Wisely, “Blood & Treasure” follows the path well trod by adventures past and populates its supporting and guest roles with pitch-perfect character actors. The likes of James Callis, Michael James Shaw, and Byron Mann clap ostentatious hands to rudder, navigating treacherous waters of exposition with carefree aplomb. Such waters are a necessity of the format — it’s hard to build episodic treasure hunts toward an overarching story without a few info dumps. The production value more than makes up for this shortcoming, particularly in the second season’s stunning location shoots. Though it’s by no means perfect, among its peers on the list, “Blood & Treasure” perhaps most embodies the moral to most of these stories — that true treasure can sometimes come from the most unlikely places. In this case, CBS, originally.
And while “Blood & Treasure” spent its first few years of life languishing on various low-rent streamers, it moved with its second season to Paramount+, marking something of a happy ending for the show.
‘Armour of God II: Operation Condor’ (1991)
This relatively standalone follow-up to “Armour of God” — remembered, peculiarly, as Jackie Chan’s attempt at Indiana Jones, though this is closer in spirit and story — is a hell of a romp for people who enjoy watching other people follow old maps. Chan plays the tragically-named Asian Hawk, a daredevil treasure hunter who seems magnetized to breakable surfaces.
Like most of Chan’s films in his prime, the plot is loose pretext meant to flavor a series of gleefully ridiculous brawls. Even without grading on that curve, there’s enough coherence here to appease fans who may not derive joy from acrobatic fits of violence; they even found a few plot twists in the budget. Hawk, too, is thinly defined, but Chan’s outrageous charisma buoys the character through his search for World War II treasure.
The film — like most of Chan’s oeuvre and the moniker of Asian Hawk — does have a few elements that certainly haven’t gotten better with age, particularly its treatment of its female characters.

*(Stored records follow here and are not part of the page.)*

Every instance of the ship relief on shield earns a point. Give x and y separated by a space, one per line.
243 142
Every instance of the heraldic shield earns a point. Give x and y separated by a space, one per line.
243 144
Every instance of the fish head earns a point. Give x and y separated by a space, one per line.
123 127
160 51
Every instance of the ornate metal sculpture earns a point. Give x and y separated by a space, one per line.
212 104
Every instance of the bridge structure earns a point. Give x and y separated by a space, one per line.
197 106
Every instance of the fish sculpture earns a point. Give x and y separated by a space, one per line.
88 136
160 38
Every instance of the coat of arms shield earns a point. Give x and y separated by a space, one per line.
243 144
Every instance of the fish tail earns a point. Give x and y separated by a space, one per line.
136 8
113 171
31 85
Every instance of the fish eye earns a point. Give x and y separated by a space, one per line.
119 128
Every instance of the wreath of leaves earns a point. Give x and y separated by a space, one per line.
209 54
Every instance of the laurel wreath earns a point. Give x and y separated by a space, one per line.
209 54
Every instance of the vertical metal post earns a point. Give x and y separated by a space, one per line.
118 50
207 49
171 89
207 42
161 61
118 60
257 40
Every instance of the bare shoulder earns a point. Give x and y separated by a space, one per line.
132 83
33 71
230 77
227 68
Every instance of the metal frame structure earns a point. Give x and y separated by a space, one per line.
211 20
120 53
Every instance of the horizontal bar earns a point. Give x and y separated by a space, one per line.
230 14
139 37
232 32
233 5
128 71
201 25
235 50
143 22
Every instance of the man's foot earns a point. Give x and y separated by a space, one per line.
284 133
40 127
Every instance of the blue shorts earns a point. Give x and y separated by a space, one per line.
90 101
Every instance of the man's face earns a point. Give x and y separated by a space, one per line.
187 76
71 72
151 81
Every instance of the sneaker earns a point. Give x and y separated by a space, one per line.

With that sizable caveat, though, on thrills alone, I’m hard pressed to think of a more lockjaw-curative adventure film that doesn’t start with“Indiana Jones and the” and end with John Williams’ “Raiders March.” The third act is the age-old dopamine delivery system known as Sheer Lunacy — trust me, I’m a psychology major — in which Chan and playmates ricochet from girder to wind turbine with maniacal vim.
You’ll be left gasping, “I can’t believe no one died!” — the bloopers over the credits will reveal that many very nearly did. They truly don’t make them like this anymore, and while that’s probably for the best, I’m beyond grateful that they once did. Just in case this wasn’t sounding on-brand enough, “Operation Condor” is best watched in its longer Hong Kong cut, if you can find it.